A Neoclassical Perspective
Wouldn’t a more nuanced, evidence-based economic view consider technology, entrepreneurial risk, and other inputs in value creation? Call it “capitalist” if you wish, grants Mr. Oestreich. Whatever you call it, it does recognize that wages reflect labor’s marginal productivity, while profits drive investment and innovation, leading to economic growth. Perhaps this notion is too complex for Kamala to embrace.
Back in Cuba, The Flour Tastes Like Acid
Reuters Reports:
Cuba’s ration book, or “libreta,” as it is known among island residents, was once considered a hallmark of Fidel Castro’s 1959 revolution, providing a range of deeply discounted products to all Cubans, including bread, fish, meat, milk, and cleaning and toiletry supplies.
Today, the crisis-racked government offers just a fraction of those products, and often, they arrive late, in poor quality or not at all.
That is the predictable consequence of rationing.
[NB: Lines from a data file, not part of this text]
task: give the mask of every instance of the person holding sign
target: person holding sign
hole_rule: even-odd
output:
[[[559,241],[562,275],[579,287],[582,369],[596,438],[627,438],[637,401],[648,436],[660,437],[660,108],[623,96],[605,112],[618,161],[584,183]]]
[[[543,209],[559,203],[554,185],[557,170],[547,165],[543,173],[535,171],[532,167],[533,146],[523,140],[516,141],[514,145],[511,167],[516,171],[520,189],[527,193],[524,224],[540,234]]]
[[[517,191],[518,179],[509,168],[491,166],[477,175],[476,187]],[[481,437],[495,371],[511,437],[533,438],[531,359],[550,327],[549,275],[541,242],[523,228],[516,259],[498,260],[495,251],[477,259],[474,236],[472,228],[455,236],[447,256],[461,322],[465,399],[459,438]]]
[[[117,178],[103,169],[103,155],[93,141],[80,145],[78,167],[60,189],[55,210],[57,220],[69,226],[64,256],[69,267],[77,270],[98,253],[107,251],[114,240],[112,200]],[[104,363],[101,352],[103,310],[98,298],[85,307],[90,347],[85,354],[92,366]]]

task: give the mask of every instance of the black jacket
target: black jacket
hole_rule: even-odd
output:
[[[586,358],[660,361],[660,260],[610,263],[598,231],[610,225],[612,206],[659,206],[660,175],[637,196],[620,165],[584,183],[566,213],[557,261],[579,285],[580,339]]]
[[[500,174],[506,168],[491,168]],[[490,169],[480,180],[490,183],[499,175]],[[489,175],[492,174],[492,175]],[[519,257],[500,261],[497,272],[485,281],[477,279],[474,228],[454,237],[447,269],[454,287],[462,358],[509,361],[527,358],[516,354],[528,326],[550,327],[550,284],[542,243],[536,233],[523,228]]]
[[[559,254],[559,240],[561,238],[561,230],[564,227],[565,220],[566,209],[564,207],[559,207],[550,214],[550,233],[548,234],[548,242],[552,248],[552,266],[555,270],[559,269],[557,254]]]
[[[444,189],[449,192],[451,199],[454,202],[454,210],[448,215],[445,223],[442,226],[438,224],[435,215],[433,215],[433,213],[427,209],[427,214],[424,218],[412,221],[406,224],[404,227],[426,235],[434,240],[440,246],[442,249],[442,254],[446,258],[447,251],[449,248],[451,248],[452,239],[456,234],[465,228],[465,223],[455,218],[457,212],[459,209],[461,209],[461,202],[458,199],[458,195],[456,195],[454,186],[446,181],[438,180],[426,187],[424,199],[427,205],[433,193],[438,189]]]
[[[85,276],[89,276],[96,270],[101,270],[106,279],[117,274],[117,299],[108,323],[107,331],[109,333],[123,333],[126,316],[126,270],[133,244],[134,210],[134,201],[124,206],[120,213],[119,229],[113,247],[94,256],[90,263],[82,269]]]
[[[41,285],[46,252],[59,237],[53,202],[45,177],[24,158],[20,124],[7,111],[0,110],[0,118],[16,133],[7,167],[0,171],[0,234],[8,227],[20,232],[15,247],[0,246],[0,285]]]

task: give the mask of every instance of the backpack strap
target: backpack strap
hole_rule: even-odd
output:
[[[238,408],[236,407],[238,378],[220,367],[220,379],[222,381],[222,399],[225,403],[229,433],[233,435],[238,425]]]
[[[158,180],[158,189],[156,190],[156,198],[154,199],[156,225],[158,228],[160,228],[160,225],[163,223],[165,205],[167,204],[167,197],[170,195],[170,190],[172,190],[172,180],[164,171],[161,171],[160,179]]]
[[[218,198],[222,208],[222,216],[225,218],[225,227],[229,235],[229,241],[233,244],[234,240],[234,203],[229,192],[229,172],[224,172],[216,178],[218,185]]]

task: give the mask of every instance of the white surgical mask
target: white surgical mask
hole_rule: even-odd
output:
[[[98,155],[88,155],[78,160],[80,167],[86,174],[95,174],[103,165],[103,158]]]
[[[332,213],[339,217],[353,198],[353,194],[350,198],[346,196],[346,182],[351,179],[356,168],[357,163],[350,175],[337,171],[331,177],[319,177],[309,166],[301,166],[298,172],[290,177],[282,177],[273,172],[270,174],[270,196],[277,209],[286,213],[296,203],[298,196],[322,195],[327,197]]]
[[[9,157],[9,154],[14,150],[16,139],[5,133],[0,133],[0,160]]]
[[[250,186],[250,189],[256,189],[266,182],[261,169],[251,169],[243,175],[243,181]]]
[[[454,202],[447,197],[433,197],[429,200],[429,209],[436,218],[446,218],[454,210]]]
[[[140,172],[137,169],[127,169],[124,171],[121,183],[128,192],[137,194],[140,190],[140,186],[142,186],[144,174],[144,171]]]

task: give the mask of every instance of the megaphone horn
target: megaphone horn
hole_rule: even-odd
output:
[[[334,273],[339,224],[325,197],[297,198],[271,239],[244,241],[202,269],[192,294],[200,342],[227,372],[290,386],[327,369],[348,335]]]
If producers can’t charge the market price for a good, they’ll provide quality that matches the level they are allowed to charge.
One-third of a cent is going to be pretty low quality. But don’t worry: “Cuba’s government has said it planned to reinforce inspections at state bakeries to assure quality does not suffer.”
Waging War on Its Citizens
“Beyond the few remaining centrally planned economies like Cuba’s and North Korea’s, rationing is typically only used during wartime, natural disasters or specific contingencies.”
Greater Government Control of the Economy
Reuters, continues Mr. Pino, deserves credit for straightforwardly attributing the decision to “Cuba’s communist-run government.”
Cuba’s poverty is imposed on it by its Communist Party, which has had 65 uninterrupted years in power to figure things out. It hasn’t, because it can’t repeal the laws of economics.